I then multiplied this dilution factor by the estimated genome size for most bacteria (5e6 -- again, you can change this number down to 2.5e6, a good lower bound on the average, without much effect). I then multiplied that by 100x coverage for assembly from Illumina.
The basic logic is that in order to assemble each metagenome (or transcriptome) "completely", we need to get sufficient shotgun coverage of the rarest genome in the metagenome (or transcript in the transcriptome) in order to assemble it.
(This is absent considerations of noise, etc. -- read this excellent paper from @joe_pickrell et al., Noisy Splicing Drives mRNA Isoform Diversity in Human Cells. But I would argue you want to see the noise, then discard it as noise, rather than ignore it because you think you know it's noise.)
Feel free to tweak the numbers in the spreadsheet if you disagree with the assumptions made above, of course.
A few things to mention.
These are per individual. If you want a single bacterial or human genome, or a transcriptome for a single human (or vertebrate), or a complete metagenome from a single gut, marine, or soil sample, these numbers apply. It is an interesting question as to whether you can do shallower sequencing across multiple samples to detect rare transcripts (in transcriptomes) and rare genomes (in metagenomes), but I do not think we know the answer yet.
The numbers will be ~10x lower for detection, assuming you trust your reference genome/transcriptome/metagenome (hint: I wouldn't).
Second, yes, soil does seem to be that ridiculously diverse. In fact, it's probably more diverse; these estimates are from 16s, and probably ignore archaea and eukaryotes. They certainly ignore phage. Given that phage are likely to be high abundance even if they're rare (which we think we are seeing in some of our soil data) the above calculations are almost certainly an underestimate. This may be balanced by my failure to account for rRNA copy number in the bacteria, though, which would make my estimates a bit of an over-estimate, by maybe a factor of 5-10.
I'll talk more about soil in the future, as we start to post some of our ag soil papers. Soon, I promise!
Third, these calculations are an inescapable fact of shotgun sequencing, which samples randomly from the population of molecules. Sample enrichment approaches will certainly help lower this number, if you can target low abundance molecules in some way -- think library normalization, or cell sorting. On the other hand, they may also increase bias in your sampling... I tend to argue that, as sequencing costs continue to drop, you might as well just shove it all into a sequencer and use bioinformatics to sort it out.

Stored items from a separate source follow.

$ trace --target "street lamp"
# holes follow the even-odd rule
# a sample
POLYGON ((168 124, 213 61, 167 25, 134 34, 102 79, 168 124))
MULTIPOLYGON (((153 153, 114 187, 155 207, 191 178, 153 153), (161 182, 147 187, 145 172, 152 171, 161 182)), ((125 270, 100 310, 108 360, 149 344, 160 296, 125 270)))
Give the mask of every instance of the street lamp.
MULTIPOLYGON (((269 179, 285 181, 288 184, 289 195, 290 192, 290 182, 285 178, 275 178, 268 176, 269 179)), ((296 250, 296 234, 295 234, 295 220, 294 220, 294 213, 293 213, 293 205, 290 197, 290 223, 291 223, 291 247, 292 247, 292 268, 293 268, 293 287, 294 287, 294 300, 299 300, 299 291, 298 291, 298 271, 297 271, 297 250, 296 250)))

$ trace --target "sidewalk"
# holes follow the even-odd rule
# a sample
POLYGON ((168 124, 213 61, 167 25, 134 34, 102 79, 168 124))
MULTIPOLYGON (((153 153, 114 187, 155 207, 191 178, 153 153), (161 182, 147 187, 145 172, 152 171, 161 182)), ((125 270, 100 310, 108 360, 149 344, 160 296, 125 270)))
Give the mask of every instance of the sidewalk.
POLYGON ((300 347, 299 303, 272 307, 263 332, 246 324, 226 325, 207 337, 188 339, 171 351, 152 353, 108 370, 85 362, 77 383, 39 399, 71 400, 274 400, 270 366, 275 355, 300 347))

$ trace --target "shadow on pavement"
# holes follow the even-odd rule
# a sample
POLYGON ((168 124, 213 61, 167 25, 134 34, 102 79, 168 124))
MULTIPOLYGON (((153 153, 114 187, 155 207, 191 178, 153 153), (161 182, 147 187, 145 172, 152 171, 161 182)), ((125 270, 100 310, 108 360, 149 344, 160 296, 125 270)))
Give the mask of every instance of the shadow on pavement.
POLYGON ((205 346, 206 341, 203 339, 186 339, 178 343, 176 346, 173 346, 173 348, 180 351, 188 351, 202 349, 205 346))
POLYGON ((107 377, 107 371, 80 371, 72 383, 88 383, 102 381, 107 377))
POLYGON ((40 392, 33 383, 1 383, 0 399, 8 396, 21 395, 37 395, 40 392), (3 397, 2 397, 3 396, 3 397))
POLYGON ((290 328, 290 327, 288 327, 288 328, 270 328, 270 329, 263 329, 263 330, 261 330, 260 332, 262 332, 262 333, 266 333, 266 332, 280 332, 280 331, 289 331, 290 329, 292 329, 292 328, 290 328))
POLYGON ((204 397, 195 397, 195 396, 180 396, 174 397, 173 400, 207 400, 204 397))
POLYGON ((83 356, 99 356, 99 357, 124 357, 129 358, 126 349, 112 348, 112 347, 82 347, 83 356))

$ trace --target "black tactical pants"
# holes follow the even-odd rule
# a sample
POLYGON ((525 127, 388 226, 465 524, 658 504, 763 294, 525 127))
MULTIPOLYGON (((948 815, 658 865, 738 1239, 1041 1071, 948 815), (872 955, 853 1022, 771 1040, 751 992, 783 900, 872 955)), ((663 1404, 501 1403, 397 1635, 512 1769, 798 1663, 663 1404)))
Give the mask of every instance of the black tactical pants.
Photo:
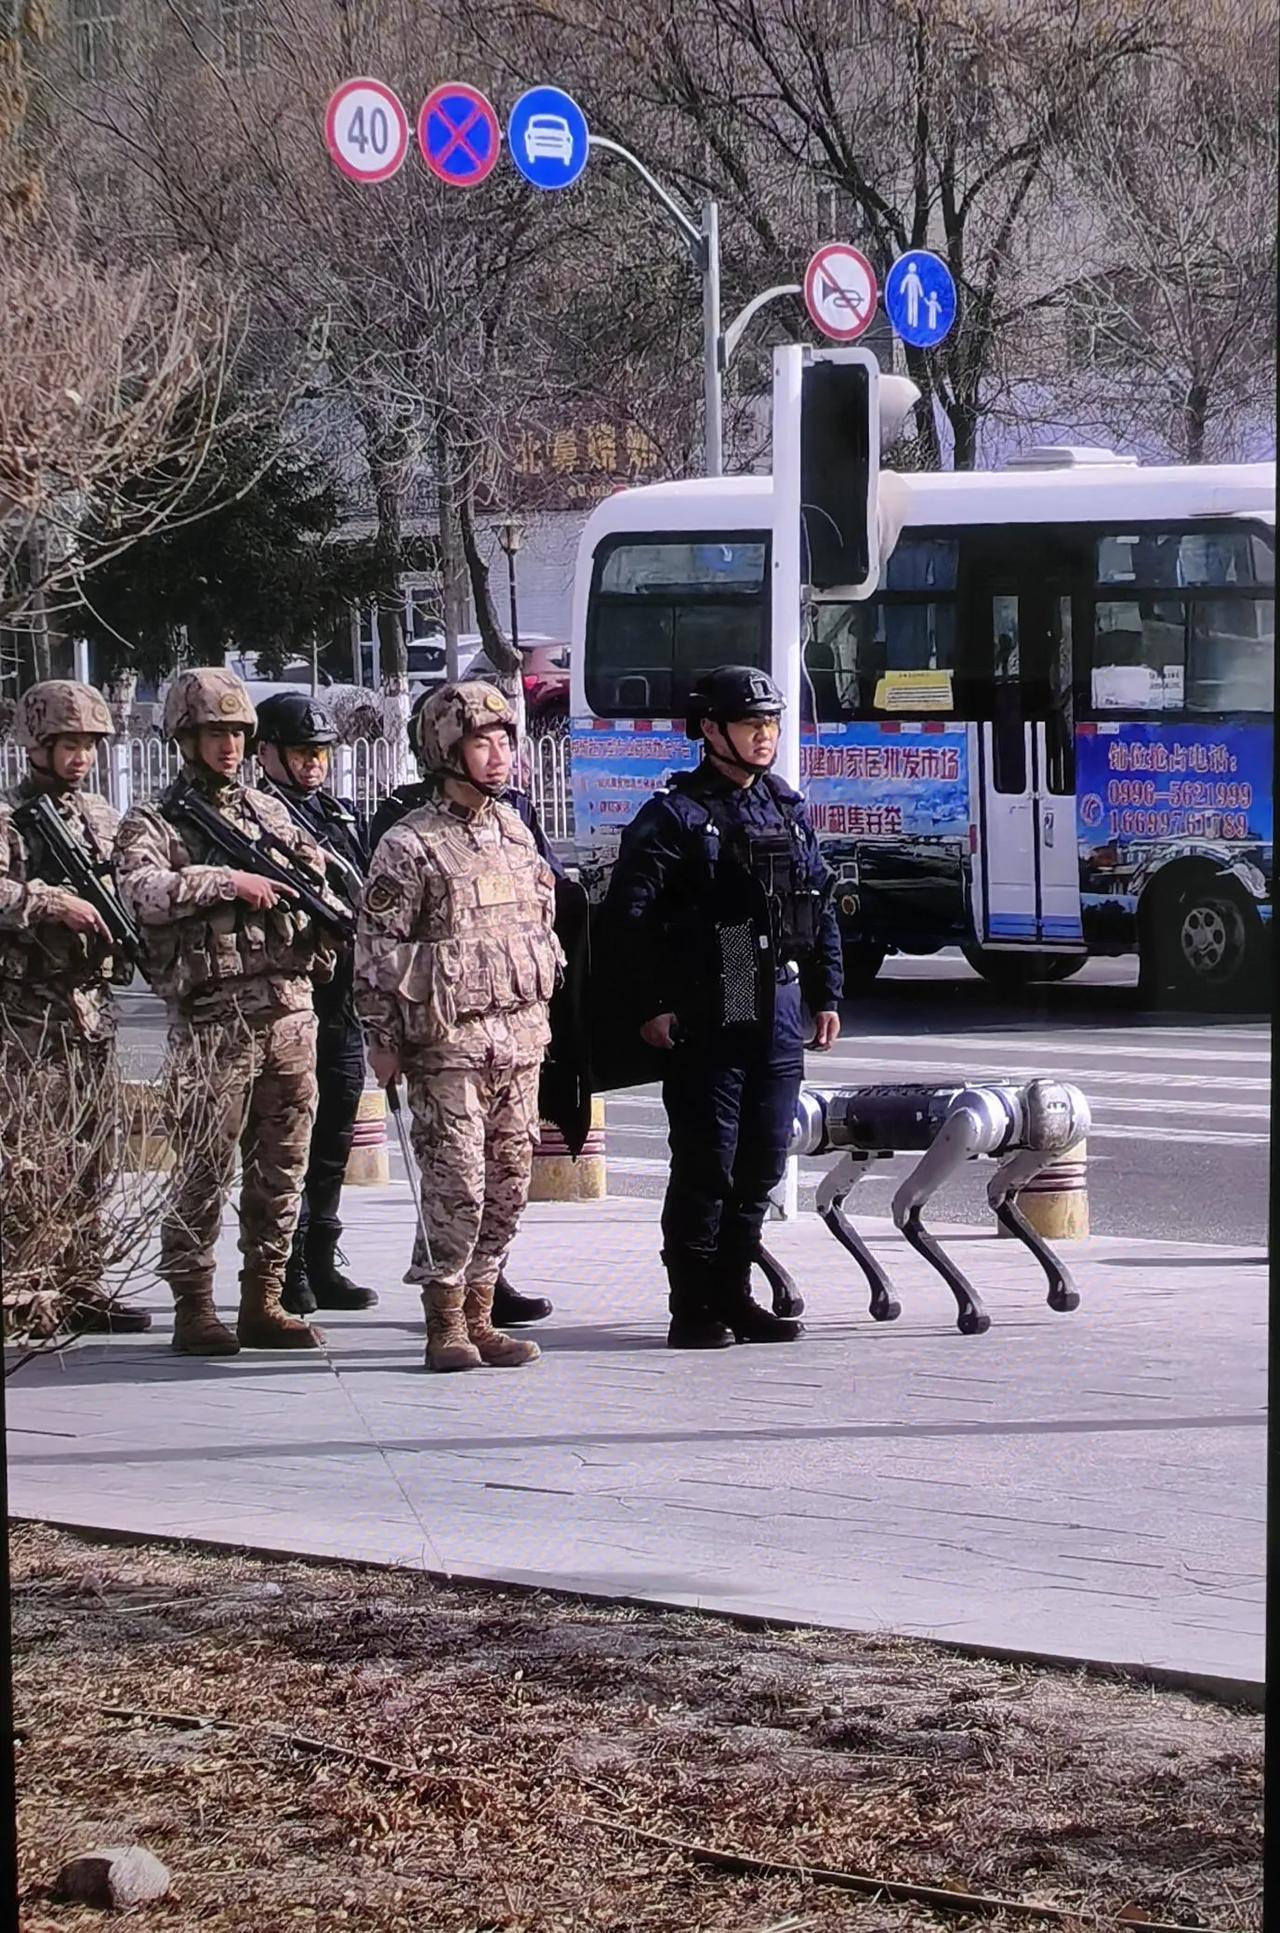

Fourth, would increased read lengths help? Well, for de novo assembly, you can probably get away with 5-10x coverage with PacBio, if you assume that their error rate is going to decrease. That's in the graph below.
And the answer is, you still need to generate 10s of billions of reads for many of these samples. I do not yet have a clear cost estimate on PacBio or Nanopore reads -- I'd welcome a followup blog post or correct numbers! -- but I suspect that Illumina is still the only game in town for complex non-genomic samples, and will remain so for some time. (Also see this excellent blog post from EdgeBio: MiSeq 2x250 -- Does Length Really Matter?)
So, for our soil samples, we really do think we need about 50 Tbp or more (that's 50e12) per sample. And that's why we are working on scaling de novo assembly :).